CBO Report Lists 83 Options for Reducing the Deficit


The federal budget deficit in October and November, the first two months of fiscal year 2021, totaled $430 billion, an increase of $87 billion, or 25%, over the same period last year, the Congressional Budget Office estimated on Tuesday. Spending rose by 9% while revenues fell by 3%. Individual income tax and payroll tax receipts dropped by 4% while corporate income taxes decreased 13%.

Deficits have risen dramatically under President Trump, climbing from $585 billion in fiscal year 2016 to nearly $1 trillion in 2019. Emergency coronavirus relief in fiscal year 2020 lifted a deficit that was already projected to top $1 trillion to a record $3.13 trillion.

While deficit reduction has become less of a priority as the nation grapples with the pandemic and its economic toll, CBO on Wednesday issued the latest edition of a periodic report laying out dozens of options — 83 in all this time — for reducing the deficit over the coming decade.
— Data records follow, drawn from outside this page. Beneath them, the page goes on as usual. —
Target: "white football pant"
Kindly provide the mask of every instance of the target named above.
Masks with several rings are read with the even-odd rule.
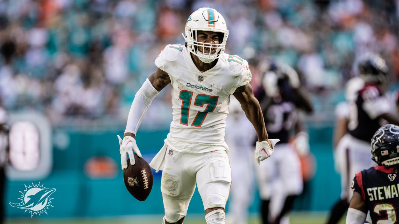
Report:
[[[171,155],[169,151],[168,148],[161,182],[166,220],[176,222],[186,215],[196,184],[204,209],[225,208],[231,182],[226,151],[191,153],[174,151]]]

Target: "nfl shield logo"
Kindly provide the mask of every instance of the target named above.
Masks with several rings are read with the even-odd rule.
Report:
[[[203,77],[202,76],[202,75],[199,75],[198,81],[200,81],[200,82],[202,82],[202,81],[203,81]]]

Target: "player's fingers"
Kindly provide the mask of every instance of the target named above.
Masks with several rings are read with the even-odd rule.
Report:
[[[120,163],[122,164],[122,169],[127,168],[127,162],[126,161],[126,153],[120,153]]]
[[[134,161],[134,155],[133,154],[133,150],[129,150],[128,151],[129,154],[129,159],[130,160],[130,164],[134,165],[136,164],[136,161]]]
[[[142,157],[141,155],[141,152],[140,152],[140,150],[138,149],[138,147],[137,145],[135,145],[134,147],[133,147],[133,149],[134,150],[134,152],[136,154],[137,154],[137,156],[139,157]]]

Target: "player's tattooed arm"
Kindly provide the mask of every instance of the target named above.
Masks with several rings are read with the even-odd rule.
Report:
[[[166,72],[158,69],[148,77],[148,80],[157,91],[162,90],[170,83],[170,78]]]
[[[233,94],[241,104],[245,115],[252,123],[258,135],[258,141],[268,141],[269,136],[266,131],[263,115],[259,102],[253,95],[252,87],[249,84],[237,88]]]

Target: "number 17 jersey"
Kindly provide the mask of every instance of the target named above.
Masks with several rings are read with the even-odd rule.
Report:
[[[193,56],[195,57],[195,56]],[[155,59],[172,84],[173,119],[165,143],[182,152],[228,150],[224,141],[230,95],[251,81],[248,63],[222,54],[216,65],[200,71],[184,46],[168,45]]]

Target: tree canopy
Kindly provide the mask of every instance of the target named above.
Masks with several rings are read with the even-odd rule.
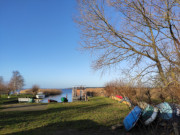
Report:
[[[159,76],[164,86],[177,81],[173,73],[180,71],[178,0],[78,0],[78,9],[81,44],[97,55],[95,69],[126,61],[132,69],[141,67],[138,76]]]

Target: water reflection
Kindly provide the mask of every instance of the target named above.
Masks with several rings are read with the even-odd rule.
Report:
[[[68,102],[72,102],[72,89],[62,89],[61,95],[49,96],[47,98],[44,98],[41,102],[48,103],[48,99],[53,99],[56,100],[57,102],[61,102],[61,97],[66,97],[66,94],[67,94]]]

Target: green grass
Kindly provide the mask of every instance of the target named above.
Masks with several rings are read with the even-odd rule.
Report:
[[[18,98],[20,97],[33,97],[33,95],[10,95],[10,98],[8,98],[8,95],[1,95],[0,97],[0,105],[2,104],[11,104],[18,102]]]
[[[88,102],[52,103],[33,112],[0,112],[0,134],[50,134],[65,129],[96,130],[122,123],[129,112],[126,105],[109,98]]]

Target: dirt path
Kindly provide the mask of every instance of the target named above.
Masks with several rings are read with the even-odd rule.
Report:
[[[2,105],[2,109],[0,112],[7,111],[38,111],[38,110],[46,110],[46,104],[9,104]]]

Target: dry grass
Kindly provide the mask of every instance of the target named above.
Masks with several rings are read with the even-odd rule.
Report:
[[[121,95],[129,97],[136,104],[138,101],[148,103],[170,101],[180,103],[180,86],[163,88],[133,87],[122,82],[112,81],[105,86],[106,96]]]
[[[38,92],[43,92],[45,95],[59,95],[62,93],[61,90],[58,89],[39,89]],[[20,91],[20,94],[33,94],[32,89],[26,89]]]

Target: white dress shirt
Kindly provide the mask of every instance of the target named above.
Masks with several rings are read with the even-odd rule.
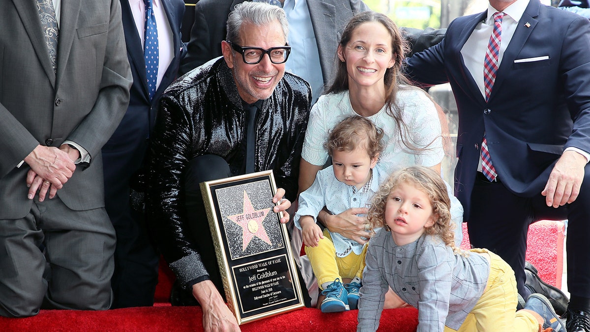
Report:
[[[504,15],[502,19],[502,33],[500,43],[500,52],[498,54],[498,67],[500,67],[502,64],[504,52],[512,40],[512,36],[514,35],[514,31],[518,26],[520,18],[522,17],[525,10],[529,5],[529,0],[516,0],[502,11]],[[488,5],[487,18],[477,24],[469,38],[467,39],[467,41],[461,49],[461,54],[463,57],[465,66],[471,74],[476,84],[477,84],[477,87],[479,87],[480,91],[481,92],[481,95],[484,96],[486,96],[486,93],[483,81],[483,63],[486,57],[486,52],[487,50],[487,45],[490,42],[490,37],[494,30],[493,15],[498,11],[491,5]],[[575,151],[584,156],[586,162],[590,161],[590,154],[578,148],[569,147],[566,148],[565,151]],[[494,156],[491,156],[491,159],[492,162],[493,162]],[[480,171],[481,170],[481,158],[478,170]]]
[[[143,0],[129,0],[129,1],[131,12],[133,14],[133,19],[135,21],[135,26],[137,28],[137,34],[142,40],[143,50],[145,38],[145,4]],[[166,16],[162,0],[152,0],[152,1],[153,4],[153,15],[156,17],[156,25],[158,27],[158,48],[159,59],[158,63],[158,81],[156,83],[157,89],[160,86],[160,82],[162,82],[162,78],[166,73],[168,66],[174,57],[174,41],[172,29],[170,27],[170,22]]]

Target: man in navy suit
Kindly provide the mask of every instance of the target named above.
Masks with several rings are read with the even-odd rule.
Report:
[[[590,22],[539,0],[490,0],[408,61],[425,84],[450,82],[459,112],[457,197],[475,246],[497,252],[525,287],[529,224],[569,220],[568,331],[590,330]],[[484,59],[503,13],[495,80]],[[497,177],[482,170],[484,137]]]
[[[185,50],[180,33],[184,2],[153,0],[159,58],[156,90],[150,96],[143,51],[145,5],[143,0],[120,2],[133,84],[124,117],[102,149],[105,205],[117,233],[113,308],[153,305],[159,255],[148,236],[143,213],[130,206],[129,181],[142,165],[158,100],[176,78]]]

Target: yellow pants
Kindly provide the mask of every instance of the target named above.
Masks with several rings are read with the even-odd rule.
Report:
[[[516,278],[507,263],[486,249],[473,249],[471,255],[490,255],[490,277],[483,294],[467,315],[459,332],[518,331],[537,332],[539,323],[530,313],[516,311],[518,301]],[[445,332],[455,331],[445,327]]]
[[[312,263],[320,288],[322,289],[322,284],[332,282],[337,278],[340,281],[343,278],[352,279],[355,276],[362,279],[367,246],[363,248],[360,255],[351,252],[345,257],[337,257],[327,229],[324,229],[323,233],[324,238],[320,239],[317,247],[305,247],[305,253]]]

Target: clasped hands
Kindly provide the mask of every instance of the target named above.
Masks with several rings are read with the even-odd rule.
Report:
[[[67,144],[59,148],[37,145],[26,158],[31,169],[27,174],[27,197],[32,200],[39,191],[39,201],[47,196],[53,198],[58,189],[71,177],[76,171],[74,161],[80,158],[80,152]]]

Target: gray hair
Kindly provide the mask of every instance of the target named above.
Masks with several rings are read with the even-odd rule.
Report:
[[[240,30],[242,24],[251,23],[257,27],[266,25],[278,21],[285,35],[285,41],[289,34],[289,25],[287,16],[283,8],[266,2],[251,2],[247,1],[236,5],[234,11],[230,13],[227,19],[227,36],[230,41],[240,43]]]

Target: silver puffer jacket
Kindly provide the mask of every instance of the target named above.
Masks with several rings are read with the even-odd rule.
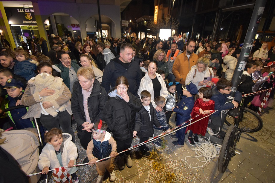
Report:
[[[257,91],[260,86],[267,80],[268,78],[266,76],[262,77],[261,71],[259,70],[256,71],[252,73],[252,75],[253,80],[255,81],[259,79],[252,87],[252,91],[254,92]]]
[[[176,106],[176,92],[172,94],[168,92],[168,98],[165,104],[166,110],[172,111],[172,108]]]

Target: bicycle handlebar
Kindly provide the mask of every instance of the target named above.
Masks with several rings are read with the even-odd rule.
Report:
[[[29,106],[26,106],[24,105],[17,105],[13,107],[9,107],[8,108],[7,108],[2,110],[2,111],[1,112],[0,112],[0,116],[3,116],[3,113],[5,113],[6,112],[10,111],[10,110],[14,110],[14,109],[16,109],[23,108],[23,107],[28,107]]]

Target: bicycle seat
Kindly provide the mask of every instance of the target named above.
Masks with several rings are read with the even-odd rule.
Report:
[[[239,111],[239,107],[238,107],[233,109],[231,109],[228,112],[228,114],[234,117],[237,117],[241,116],[241,113]]]

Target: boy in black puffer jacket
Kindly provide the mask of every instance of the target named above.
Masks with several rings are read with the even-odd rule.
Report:
[[[135,126],[133,132],[134,136],[138,135],[139,138],[139,143],[141,143],[149,139],[154,135],[153,123],[156,127],[160,127],[161,124],[158,120],[157,114],[151,103],[151,94],[147,90],[140,93],[140,101],[143,107],[136,113]],[[145,157],[150,155],[149,148],[145,144],[139,147],[139,153]]]

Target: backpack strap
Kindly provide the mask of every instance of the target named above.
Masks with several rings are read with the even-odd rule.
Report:
[[[209,70],[209,73],[210,73],[210,76],[212,76],[212,73],[211,72],[211,71],[210,71],[210,69],[208,69]]]
[[[194,74],[194,76],[193,76],[193,78],[195,78],[195,77],[196,77],[196,74],[197,73],[197,70],[195,69],[195,73]]]
[[[212,73],[211,72],[211,71],[210,70],[210,69],[208,69],[209,70],[209,73],[210,73],[210,76],[212,76]],[[193,76],[193,78],[195,78],[195,77],[196,77],[196,74],[197,73],[197,70],[195,69],[195,73],[194,74],[194,76]]]

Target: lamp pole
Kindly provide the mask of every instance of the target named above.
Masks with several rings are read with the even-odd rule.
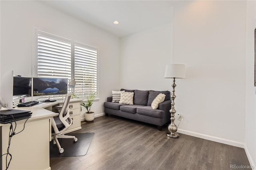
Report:
[[[172,84],[172,95],[171,98],[172,98],[172,103],[171,105],[171,110],[170,110],[170,112],[171,113],[171,123],[168,126],[168,130],[169,132],[167,132],[166,133],[166,135],[167,136],[170,138],[176,138],[179,137],[179,134],[177,133],[177,130],[178,130],[178,128],[177,126],[174,124],[174,120],[175,118],[174,118],[174,114],[176,113],[176,110],[174,108],[174,99],[176,98],[175,96],[175,87],[176,87],[176,84],[175,84],[175,78],[173,78],[173,84]]]

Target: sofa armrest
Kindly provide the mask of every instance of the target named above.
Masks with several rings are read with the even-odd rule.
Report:
[[[112,96],[108,97],[108,98],[107,98],[107,102],[112,102]]]
[[[159,103],[158,109],[164,112],[164,118],[166,120],[170,120],[171,118],[171,113],[170,110],[171,109],[172,100],[165,101],[164,102]]]

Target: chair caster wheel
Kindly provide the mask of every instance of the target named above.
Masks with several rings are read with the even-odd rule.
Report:
[[[64,149],[63,149],[63,148],[61,148],[59,150],[59,152],[60,152],[60,154],[62,154],[64,152]]]

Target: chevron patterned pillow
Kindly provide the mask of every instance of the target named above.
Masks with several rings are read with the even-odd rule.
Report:
[[[164,100],[165,98],[165,94],[162,93],[160,93],[157,95],[156,97],[152,102],[151,104],[151,107],[153,109],[156,109],[158,107],[159,103],[162,103]]]
[[[133,104],[133,96],[134,92],[121,91],[121,98],[119,103],[126,104]]]

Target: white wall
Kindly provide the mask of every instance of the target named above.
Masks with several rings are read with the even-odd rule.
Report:
[[[0,12],[2,74],[32,76],[35,28],[98,46],[100,100],[92,108],[104,112],[106,97],[120,86],[119,38],[37,1],[1,1]]]
[[[172,32],[170,23],[121,39],[122,88],[170,88],[170,81],[163,78],[165,65],[171,62]]]
[[[246,6],[246,113],[245,149],[251,165],[256,163],[256,98],[254,86],[254,33],[256,27],[255,1],[248,1]]]
[[[170,90],[166,64],[184,64],[178,132],[243,147],[246,9],[242,1],[189,1],[174,7],[172,24],[122,38],[121,87]]]
[[[174,10],[174,63],[186,68],[180,132],[243,147],[246,1],[194,1]]]

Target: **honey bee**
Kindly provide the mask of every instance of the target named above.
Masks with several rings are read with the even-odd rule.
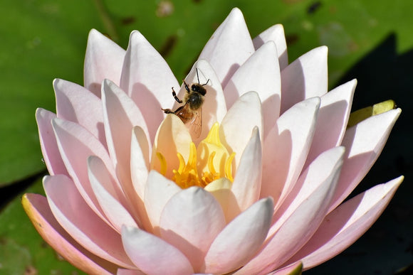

Some of the options would save relatively little, such as limiting enrollment in the Department of Agriculture’s conservation programs, which is projected to save between $3 billion and $8 billion over the decade. Others would save or raise hundreds of billions of dollars:

  • Reducing funding for international affairs programs ($117 billion)
  • Setting caps on federal spending for Medicaid ($353 billion to $959 billion)
  • Cutting the Defense Department’s budget ($317 billion to $607 billion)
  • Increasing the payroll tax cap for Social Security ($647 billion to $1.024 trillion)
  • Eliminating itemized deductions ($1.718 trillion)
  • Imposing a 5% Value-Added Tax ($1.82 trillion to $2.83 trillion)

Most of the options in the report would save $10 billion or more over 10 years.

In a statement accompanying the report, CBO Direct Phillip Swagel warns that lawmakers will need to make significant policy changes to put the federal budget on a sustainable long-term path. “Beyond the coming decade, the fiscal outlook is daunting,” he says.

CBO notes that the options “are intended to reflect a range of possibilities rather than to rank priorities or present a comprehensive list” and it says that the inclusion or exclusion of an idea does not represent an endorsement or rejection. CBO’s website includes a search tool that allows users to choose options based on potential savings or budget category.